Virtually all of Higuchi Ichiyo's works are translated into English. Unfortunately, only one in Portuguese: Wakaremichi (The farewell), edited by University of São Paulo (USP). See: Tales from the Meiji Era, Geny Wakisaka, organized by the Center for Japanese Studies at USP.




Premature death

 

In her short existence, Ichiyo went from being the daughter of a samurai family to extreme poverty, living with the upper strata of society and with the socially excluded strata. She appreciated Literature as an art and that later became her livelihood.
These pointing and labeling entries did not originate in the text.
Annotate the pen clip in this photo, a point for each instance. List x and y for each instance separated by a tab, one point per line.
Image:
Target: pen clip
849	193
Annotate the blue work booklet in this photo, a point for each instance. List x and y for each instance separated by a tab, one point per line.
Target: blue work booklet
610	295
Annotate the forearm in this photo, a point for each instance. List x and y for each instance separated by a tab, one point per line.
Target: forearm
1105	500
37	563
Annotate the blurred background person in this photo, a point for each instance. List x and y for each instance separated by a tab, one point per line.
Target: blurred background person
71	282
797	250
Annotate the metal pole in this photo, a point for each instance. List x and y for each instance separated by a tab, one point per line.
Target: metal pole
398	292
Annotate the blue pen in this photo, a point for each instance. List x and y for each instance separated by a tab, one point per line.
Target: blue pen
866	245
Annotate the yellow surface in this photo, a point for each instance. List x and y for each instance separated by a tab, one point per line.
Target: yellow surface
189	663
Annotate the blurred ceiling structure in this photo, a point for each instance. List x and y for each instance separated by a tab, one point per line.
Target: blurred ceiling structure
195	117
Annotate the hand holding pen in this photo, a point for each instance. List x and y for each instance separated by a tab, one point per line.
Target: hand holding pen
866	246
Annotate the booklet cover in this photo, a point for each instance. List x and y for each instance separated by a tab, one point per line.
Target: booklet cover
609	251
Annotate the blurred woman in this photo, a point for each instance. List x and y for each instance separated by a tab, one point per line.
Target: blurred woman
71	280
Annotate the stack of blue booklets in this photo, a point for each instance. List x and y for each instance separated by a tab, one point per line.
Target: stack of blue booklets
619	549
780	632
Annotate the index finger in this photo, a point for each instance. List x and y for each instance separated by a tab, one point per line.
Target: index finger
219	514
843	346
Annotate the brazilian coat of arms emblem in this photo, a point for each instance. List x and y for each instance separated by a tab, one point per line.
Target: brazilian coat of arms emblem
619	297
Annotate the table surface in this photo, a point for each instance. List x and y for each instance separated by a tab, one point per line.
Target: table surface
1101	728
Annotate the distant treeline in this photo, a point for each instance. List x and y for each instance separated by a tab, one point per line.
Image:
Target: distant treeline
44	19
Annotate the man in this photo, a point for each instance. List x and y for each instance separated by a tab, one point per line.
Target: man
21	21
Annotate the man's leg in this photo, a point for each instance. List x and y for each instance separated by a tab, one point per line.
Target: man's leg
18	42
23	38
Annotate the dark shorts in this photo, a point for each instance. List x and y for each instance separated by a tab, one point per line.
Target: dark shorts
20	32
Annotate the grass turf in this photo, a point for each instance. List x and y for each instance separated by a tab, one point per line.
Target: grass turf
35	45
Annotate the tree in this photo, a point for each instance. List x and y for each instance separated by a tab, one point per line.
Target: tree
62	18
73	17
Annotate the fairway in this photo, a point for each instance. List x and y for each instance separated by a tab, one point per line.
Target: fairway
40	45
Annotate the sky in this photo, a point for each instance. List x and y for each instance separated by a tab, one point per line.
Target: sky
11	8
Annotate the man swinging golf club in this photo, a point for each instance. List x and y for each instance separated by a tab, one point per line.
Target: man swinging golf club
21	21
After her death, her sister Kuni played a key role in the young writer's existence to the present day. Contrary to her sister's request that her Diaries must be burned shortly after her death, Kuni preserved all of Ichiyo's works and personal effects.

 

She died of pulmonary tuberculosis at the age of twenty-four. She started the Diaries at age fifteen, in January 1887, and finished it in July 1896. The book has forty items. It is possible to walk with him the path that Ichiyo walked for approximately six years, a period from the passage of unknown writer to becoming famous.

 

Ichiyo's life as a novelist lasted just over fourteen months. In 1897, the year after his death, Ichiyo Zenshu (The Complete Collection of Ichiyo's Works) and Kotei Ichiyo Zenshu (The Complete Revised Collection of Ichiyo's Works) were published.

 

The life of a small reed leaf

 


Higuchi Ichiyo was born on March 25, 1872 (May 2 by the current calendar), five years after the beginning of the Meiji Era (1868-1912) and the military government's move from Edo to Tokyo. He was born in the official residence of Tokyo prefectural officials.

 

Her father Higuchi Noriyoshi (1830-1889) and mother Taki (1834-1898) came from a decadent samurai family. Although she was an interested student, she had to drop out of school at the age of eleven, as determined by her mother, who believed that her daughter should start preparing for marriage in the future. At the age of fourteen, she entered the waka (Traditional poem) course in Haginoya, having contact with classical Literature, her literary base.

 

Her father died when she was eighteen, a victim of pulmonary tuberculosis. As it was not possible to depend on her two older brothers, she worked as a breadwinner, running a tiny sale of household items and sweets. Meanwhile, she initially published poems in a traditional Japanese style and later, novels.

 

Despite the differences in nationality and culture, I see some identification between Higuchi Ichiyo and Carolina Maria de Jesus. Both lived in extreme poverty, left school early and had to fight hard for survival. However, none of this has shaken the vital need to write as an inner compensation for the life they have led.




Both wrote their diaries that have reached the present time as artistic and literary documents and, above all, as testimonies of two women who overcame adversity with the only weapon the ability to put feelings and emotions on paper and to carry out their purposes, even in the midst of adversity.